An Easton Police sergeant was convicted on two separate counts of misconduct in office for engaging in sexual contact with two different teenagers while on duty, Maryland State Prosecutor Charlton T. Howard III announced Wednesday.

Easton Police Department Sgt. Jason Dyott, 38, has served with the department since 2008, according to charging documents. The officer was charged in April with allegedly using his department-issued cellphone to communicate in a “sexual manner” through Snapchat with teenagers and students at Talbot County high schools and engaging in physical sexual acts with two teens while on duty, according to charging documents.

“Law enforcement officers who abuse the power of their position, and betray the trust of the community, must be held accountable,” Howard said in a news release.

In November 2022, Dyott began communicating with a Talbot County high school student, and in the following months “leveraged his position as a police officer in order to engage in a sexual relationship,” the charging document read. He sent the teen sexually provocative and explicit images, and they had sex twice.

While on duty, the officer met the teen in a Target parking lot in Easton and the two made out in his patrol vehicle, according to the charging document.

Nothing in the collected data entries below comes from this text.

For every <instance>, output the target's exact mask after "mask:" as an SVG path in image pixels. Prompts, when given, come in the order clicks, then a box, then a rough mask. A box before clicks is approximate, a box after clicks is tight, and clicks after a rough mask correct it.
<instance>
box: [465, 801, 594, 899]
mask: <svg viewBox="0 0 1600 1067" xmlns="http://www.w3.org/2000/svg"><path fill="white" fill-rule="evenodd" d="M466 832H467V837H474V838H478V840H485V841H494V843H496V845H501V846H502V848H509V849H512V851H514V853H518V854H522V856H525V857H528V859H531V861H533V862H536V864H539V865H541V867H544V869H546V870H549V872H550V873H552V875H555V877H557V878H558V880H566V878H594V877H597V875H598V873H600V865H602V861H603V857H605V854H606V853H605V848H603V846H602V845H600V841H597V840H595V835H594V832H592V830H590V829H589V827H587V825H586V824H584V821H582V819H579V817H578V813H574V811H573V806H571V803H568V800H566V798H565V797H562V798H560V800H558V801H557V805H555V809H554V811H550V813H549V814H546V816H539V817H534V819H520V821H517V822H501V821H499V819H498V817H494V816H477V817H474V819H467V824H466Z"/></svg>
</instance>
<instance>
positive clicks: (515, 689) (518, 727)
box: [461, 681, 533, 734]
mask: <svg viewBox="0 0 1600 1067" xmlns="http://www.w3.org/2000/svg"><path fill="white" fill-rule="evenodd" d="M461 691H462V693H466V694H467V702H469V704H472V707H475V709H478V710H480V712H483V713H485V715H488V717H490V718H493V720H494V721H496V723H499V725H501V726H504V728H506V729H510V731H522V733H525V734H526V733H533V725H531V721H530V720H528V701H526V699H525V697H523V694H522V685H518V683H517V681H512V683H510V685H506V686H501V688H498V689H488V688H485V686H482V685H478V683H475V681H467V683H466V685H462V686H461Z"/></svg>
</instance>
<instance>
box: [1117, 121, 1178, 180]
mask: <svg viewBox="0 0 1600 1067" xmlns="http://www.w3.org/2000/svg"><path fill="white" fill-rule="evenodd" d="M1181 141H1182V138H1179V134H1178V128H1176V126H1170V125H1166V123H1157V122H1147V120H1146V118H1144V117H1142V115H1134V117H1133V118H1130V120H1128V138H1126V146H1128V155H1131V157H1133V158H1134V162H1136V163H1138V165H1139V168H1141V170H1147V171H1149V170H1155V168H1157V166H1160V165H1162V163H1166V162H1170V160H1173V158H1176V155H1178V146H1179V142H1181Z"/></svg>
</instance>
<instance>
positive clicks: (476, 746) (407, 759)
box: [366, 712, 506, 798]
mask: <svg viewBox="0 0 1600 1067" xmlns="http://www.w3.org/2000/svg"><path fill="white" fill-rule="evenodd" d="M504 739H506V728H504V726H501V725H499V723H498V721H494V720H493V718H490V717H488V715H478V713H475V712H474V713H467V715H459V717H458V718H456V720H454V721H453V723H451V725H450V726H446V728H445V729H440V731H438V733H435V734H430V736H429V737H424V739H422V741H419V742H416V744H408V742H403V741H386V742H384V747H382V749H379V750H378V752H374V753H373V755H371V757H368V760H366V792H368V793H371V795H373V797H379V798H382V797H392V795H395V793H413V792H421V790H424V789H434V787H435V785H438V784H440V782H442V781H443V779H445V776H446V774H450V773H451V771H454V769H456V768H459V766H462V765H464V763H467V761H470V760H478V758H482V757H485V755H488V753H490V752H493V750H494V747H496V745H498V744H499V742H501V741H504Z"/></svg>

After learning that the Talbot County Sheriff’s Office was investigating his sexual contact with students, the officer searched phrases like, “legal consent sex age in md” and “explicit pics sent law in md” on his personal cellphone, among other searches for teen sexting laws and a statutory rape lawyer in the state.

The officer began communicating with a second teen who had graduated from a Talbot County high school in 2022 around November of that same year, according to the charging document. He was on duty Nov. 11, 2022, when he texted the teen to get her from a friend’s house, picking her up that evening in his patrol car and having sex in the vehicle.

“The Easton Police Department is thankful for the diligence and professionalism of the Office of the State Prosecutor during the investigation and criminal prosecution of Mr. Dyott,” Chief of Police Alan Lowrey wrote in a release. “We are grateful for the careful consideration the court gave to deciding this case and finding that Mr. Dyott’s actions constituted misconduct in office.”

The police department will seek to issue the appropriate administrative penalties to Dyott, Lowrey said in the release.

After a trial in Circuit Court for Talbot County, the officer was found guilty on both counts of misconduct. He awaits sentencing Nov. 1.

SBWD Law, the office of Dyott’s lawyer, Shaun Frederick Owens, declined to comment.